Oliomed : un éclat pour l’huile algérienne

Le concours Oliomed est bien plus qu’une compétition. Comme l’explique Arzeki Outoudert, membre du comité d’organisation. Il s’agit de booster la production nationale, tant en quantité qu’en qualité. « Nos huiles ont déjà séduit les jurys du monde entier », déclare-t-il, brandissant une liste de prix remportés à Dubaï, New York ou Madrid. « Oliomed, c’est un message à nos producteurs : vous êtes l’avenir de l’Algérie. »

La cérémonie de remise des prix était un moment d’émotion brute. Chaque producteur, en montant sur scène, recevait une médaille ou un certificat, mais surtout les applaudissements chaleureux de l’assistance. Des familles entières étaient venues soutenir leurs héros : des enfants agitant des drapeaux, des grands-mères essuyant une larme de fierté. « Ces médailles, ce ne sont pas que des bouts de métal », confie une productrice de Tizi Ouzou.

« C’est la preuve qu’on peut réussir, même quand tout semble contre nous. » Amine Bensemane, président de Sibsa Fellaha a donné une dimension internationale à l’événement en annonçant la création du « Club Oliomed d’Excellence ». Ce projet ambitieux vise à accompagner les producteurs dans leurs démarches d’exportation et à les propulser sur les salons mondiaux. « L’huile d’olive algérienne n’a rien à envier à ses concurrentes méditerranéennes », a-t-il lancé, déclenchant une ovation. « Avec le bon soutien, elle peut devenir une référence mondiale. »

Un secteur enraciné, un avenir prometteur

L’ancien ministre de l’Agriculture, Rachid Benaïssa, présent à la cérémonie, a dressé un tableau optimiste. « Le secteur oléicole algérien est un trésor national », a-t-il affirmé. « En doublant les surfaces cultivées, nous pourrions couvrir nos besoins domestiques et inonder les marchés internationaux. » Ses mots résonnent avec les chiffres : en 2023, l’Algérie a produit 100 millions de litres d’huile, se hissant au septième rang mondial pour l’huile d’olive et au quatrième pour les olives de table. Un exploit pour un pays où l’oléiculture, bien que millénaire, n’a connu une modernisation qu’au tournant du XXIe siècle.

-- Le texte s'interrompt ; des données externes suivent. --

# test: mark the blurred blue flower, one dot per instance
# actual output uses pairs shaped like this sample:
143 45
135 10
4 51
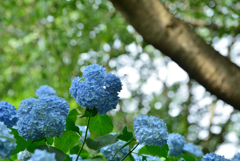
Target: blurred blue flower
149 158
74 157
236 157
110 150
97 90
213 157
42 155
150 130
83 129
7 142
24 155
193 149
44 117
44 91
175 143
8 114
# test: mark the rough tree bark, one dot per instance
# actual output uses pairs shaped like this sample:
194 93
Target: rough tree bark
175 39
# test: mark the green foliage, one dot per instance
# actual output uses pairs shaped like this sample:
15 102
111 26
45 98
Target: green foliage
67 141
101 124
155 150
101 141
59 155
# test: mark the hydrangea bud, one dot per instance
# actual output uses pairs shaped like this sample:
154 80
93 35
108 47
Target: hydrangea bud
213 157
74 157
8 114
110 150
150 130
236 157
83 129
44 91
24 155
149 158
98 90
193 149
175 143
7 142
44 117
42 155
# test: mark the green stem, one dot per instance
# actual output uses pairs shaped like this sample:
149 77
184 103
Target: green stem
129 152
84 139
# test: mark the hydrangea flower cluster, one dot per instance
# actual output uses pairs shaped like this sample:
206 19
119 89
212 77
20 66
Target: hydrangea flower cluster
74 157
24 155
8 114
83 129
150 130
149 158
236 157
42 155
193 149
44 117
175 143
44 91
110 150
213 157
7 142
98 90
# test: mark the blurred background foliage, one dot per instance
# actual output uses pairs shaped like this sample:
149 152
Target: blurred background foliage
50 42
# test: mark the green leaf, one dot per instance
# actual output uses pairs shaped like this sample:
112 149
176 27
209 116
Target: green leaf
155 150
68 158
84 153
101 124
70 125
125 135
90 112
67 140
35 144
59 155
159 151
144 158
101 141
49 141
126 144
20 141
73 115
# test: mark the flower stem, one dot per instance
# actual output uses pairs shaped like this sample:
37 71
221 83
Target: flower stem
130 152
84 139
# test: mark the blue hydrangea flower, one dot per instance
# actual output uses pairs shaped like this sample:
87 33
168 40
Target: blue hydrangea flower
44 117
110 150
24 155
94 74
98 90
83 129
150 130
236 157
149 158
8 114
112 83
74 157
193 149
7 142
213 157
175 143
42 155
44 91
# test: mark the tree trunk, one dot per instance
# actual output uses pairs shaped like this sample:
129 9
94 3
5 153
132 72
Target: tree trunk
175 39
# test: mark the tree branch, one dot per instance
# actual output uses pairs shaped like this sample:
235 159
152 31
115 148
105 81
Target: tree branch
174 38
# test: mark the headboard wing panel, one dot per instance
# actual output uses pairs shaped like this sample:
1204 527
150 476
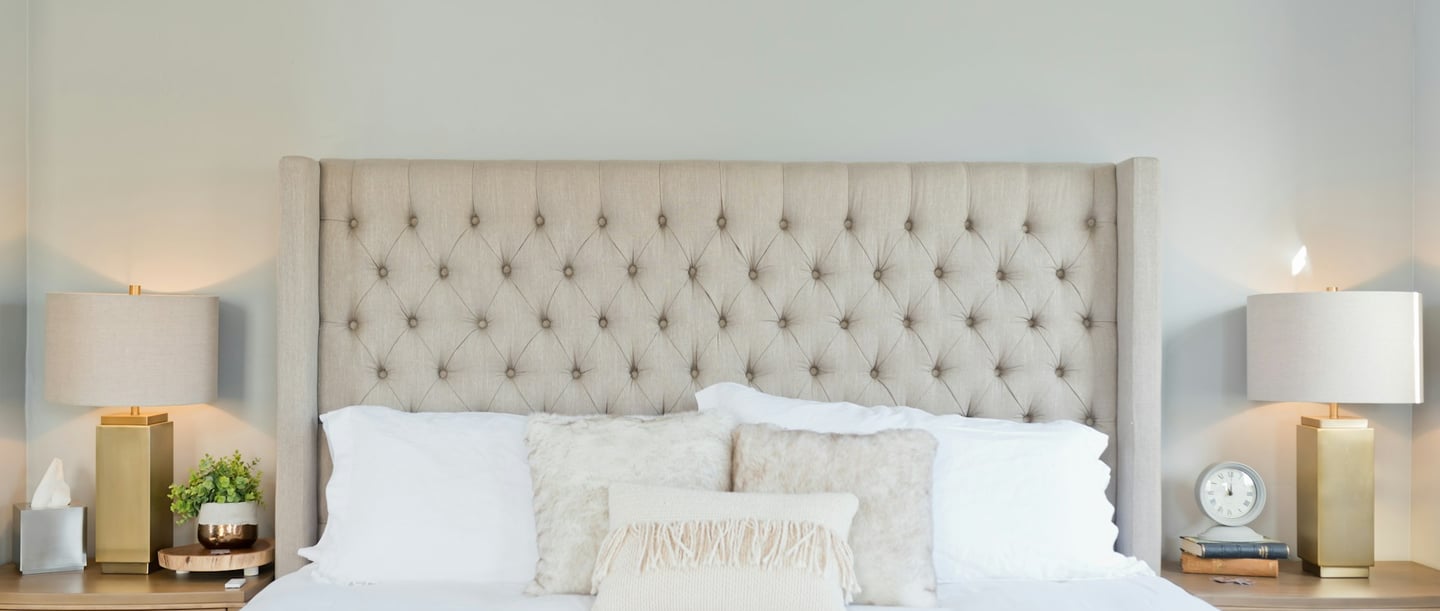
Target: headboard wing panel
624 287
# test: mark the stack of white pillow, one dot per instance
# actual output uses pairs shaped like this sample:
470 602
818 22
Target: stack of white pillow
450 496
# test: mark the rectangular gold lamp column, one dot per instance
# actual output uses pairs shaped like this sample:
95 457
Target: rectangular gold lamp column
1335 502
134 463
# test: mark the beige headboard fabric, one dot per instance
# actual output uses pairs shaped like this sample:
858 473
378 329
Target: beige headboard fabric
1018 291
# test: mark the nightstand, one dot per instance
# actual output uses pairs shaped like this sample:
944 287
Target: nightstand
92 590
1391 585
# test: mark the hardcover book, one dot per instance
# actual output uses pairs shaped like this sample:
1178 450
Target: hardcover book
1242 567
1207 548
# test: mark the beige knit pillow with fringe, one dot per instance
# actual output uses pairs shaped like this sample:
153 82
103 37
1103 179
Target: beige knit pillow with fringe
707 551
889 471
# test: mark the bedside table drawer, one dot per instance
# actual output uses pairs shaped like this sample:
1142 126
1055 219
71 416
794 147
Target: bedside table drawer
91 590
1391 585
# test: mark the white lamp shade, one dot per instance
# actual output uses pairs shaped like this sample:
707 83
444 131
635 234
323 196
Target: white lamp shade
130 350
1335 348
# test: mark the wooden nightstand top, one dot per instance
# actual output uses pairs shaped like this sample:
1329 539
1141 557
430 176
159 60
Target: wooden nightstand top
1391 585
92 590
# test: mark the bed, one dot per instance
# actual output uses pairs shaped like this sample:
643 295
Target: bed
998 290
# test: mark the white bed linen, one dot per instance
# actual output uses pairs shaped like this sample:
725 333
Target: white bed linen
301 591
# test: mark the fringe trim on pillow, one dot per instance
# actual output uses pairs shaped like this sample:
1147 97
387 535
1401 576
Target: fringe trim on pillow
746 542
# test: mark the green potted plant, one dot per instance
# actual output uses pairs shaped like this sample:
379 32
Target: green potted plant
223 496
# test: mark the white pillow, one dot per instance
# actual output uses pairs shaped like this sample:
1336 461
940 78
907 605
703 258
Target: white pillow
712 551
1011 500
426 496
575 460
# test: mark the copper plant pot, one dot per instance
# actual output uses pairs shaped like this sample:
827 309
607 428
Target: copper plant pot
228 536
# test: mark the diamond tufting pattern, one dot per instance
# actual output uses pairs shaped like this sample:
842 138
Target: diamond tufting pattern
622 287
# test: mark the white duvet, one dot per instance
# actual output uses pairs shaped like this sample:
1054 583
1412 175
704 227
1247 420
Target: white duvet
301 591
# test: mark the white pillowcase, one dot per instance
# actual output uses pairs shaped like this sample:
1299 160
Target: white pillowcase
1011 500
426 496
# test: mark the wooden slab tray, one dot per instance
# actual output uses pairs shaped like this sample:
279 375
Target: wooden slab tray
196 558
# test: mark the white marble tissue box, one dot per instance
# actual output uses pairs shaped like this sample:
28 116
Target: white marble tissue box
49 539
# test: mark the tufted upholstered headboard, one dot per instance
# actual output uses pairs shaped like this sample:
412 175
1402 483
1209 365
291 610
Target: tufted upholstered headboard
1020 291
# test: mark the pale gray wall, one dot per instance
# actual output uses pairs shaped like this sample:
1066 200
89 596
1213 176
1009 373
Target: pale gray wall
12 262
1426 483
156 128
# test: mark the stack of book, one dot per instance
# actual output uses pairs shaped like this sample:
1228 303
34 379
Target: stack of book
1254 558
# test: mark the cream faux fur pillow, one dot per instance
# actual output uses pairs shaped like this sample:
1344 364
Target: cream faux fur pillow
702 551
890 471
575 460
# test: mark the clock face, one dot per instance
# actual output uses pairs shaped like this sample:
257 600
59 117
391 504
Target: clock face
1230 493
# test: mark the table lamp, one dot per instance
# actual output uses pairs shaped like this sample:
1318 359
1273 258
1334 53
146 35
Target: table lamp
1335 348
131 350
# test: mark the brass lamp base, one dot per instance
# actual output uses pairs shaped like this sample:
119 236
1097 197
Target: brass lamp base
134 463
1335 496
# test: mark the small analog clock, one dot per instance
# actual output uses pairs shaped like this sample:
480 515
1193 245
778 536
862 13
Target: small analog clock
1231 494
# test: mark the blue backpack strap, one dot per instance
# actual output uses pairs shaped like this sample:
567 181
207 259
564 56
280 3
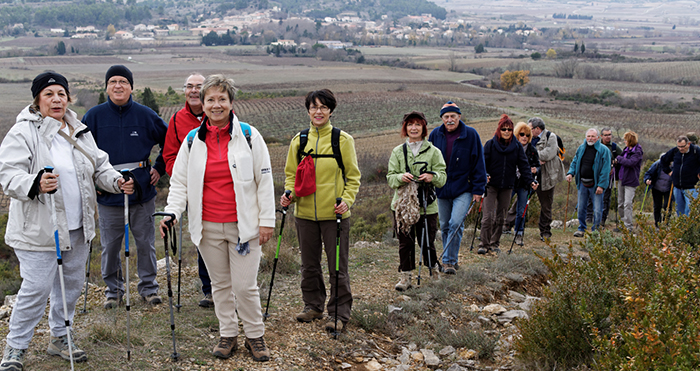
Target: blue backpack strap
190 137
246 131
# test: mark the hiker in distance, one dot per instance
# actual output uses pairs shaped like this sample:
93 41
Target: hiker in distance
409 214
182 122
127 131
333 173
627 167
591 170
506 163
47 133
615 150
685 158
551 172
466 179
523 133
660 183
223 174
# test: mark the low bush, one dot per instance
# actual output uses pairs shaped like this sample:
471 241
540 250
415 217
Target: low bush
633 306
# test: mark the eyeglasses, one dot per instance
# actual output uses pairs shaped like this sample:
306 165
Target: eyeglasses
323 109
190 87
117 82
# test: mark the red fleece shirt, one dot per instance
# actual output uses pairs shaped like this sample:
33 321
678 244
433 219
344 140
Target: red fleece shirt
218 196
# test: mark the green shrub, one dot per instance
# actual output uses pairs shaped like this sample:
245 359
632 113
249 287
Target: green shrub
634 306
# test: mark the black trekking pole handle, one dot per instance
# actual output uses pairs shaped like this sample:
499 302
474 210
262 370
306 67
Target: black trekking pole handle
169 222
49 169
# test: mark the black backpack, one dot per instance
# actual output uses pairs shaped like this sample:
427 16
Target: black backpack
335 145
562 151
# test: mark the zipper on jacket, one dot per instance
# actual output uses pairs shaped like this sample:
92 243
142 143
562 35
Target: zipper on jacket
318 137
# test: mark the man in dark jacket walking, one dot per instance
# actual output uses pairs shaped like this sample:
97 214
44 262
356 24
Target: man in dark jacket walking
466 178
685 173
127 131
551 172
591 169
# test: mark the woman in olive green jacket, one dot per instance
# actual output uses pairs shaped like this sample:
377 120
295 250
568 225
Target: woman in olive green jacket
415 149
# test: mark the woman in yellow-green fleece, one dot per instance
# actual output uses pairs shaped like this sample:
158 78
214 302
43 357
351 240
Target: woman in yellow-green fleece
316 212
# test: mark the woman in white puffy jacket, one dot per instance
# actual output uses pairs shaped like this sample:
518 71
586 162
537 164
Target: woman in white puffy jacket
48 134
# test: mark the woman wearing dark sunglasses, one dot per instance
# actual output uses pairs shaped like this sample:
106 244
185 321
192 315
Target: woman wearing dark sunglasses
504 158
523 133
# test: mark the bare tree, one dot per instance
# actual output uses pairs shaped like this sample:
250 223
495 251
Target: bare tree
566 68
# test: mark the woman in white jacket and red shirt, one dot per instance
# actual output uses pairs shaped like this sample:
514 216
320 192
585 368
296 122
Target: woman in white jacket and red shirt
219 172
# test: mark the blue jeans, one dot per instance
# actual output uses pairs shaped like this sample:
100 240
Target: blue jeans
452 212
683 199
520 209
584 194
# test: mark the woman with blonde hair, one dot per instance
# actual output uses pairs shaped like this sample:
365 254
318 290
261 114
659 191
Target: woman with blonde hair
627 168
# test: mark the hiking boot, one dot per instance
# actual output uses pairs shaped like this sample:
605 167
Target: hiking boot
207 302
153 299
12 359
226 347
258 349
405 282
331 323
59 347
309 315
436 272
112 303
519 239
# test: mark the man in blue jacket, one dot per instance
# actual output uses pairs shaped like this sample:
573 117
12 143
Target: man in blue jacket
466 178
591 169
127 131
685 173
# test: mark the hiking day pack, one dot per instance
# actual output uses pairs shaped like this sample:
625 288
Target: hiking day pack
562 151
305 180
244 127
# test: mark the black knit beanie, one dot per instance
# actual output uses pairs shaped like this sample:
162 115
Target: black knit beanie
119 70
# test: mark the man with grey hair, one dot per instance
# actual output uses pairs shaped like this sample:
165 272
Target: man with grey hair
591 169
685 172
183 121
551 172
615 150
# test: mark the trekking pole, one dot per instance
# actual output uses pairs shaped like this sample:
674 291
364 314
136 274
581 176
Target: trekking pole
566 209
617 219
59 259
471 205
479 215
668 207
425 239
287 193
179 267
87 277
522 223
127 175
644 199
173 244
338 218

De Tizi Ouzou, berceau de l’huile d’olive algérienne, aux terres semiarides de Djelfa, en passant par les oasis de Boussaâda, les oliviers sont omniprésents. Ils façonnent les paysages, rythment les saisons et soutiennent des milliers de familles. Dans les villages, la récolte est une fête : hommes, femmes et enfants se rassemblent sous les arbres, échangeant rires et chansons. Les olives, cueillies à la main, sont pressées dans des moulins modernes ou traditionnels, donnant naissance à des huiles aux profils variés, du fruité léger au robuste intense.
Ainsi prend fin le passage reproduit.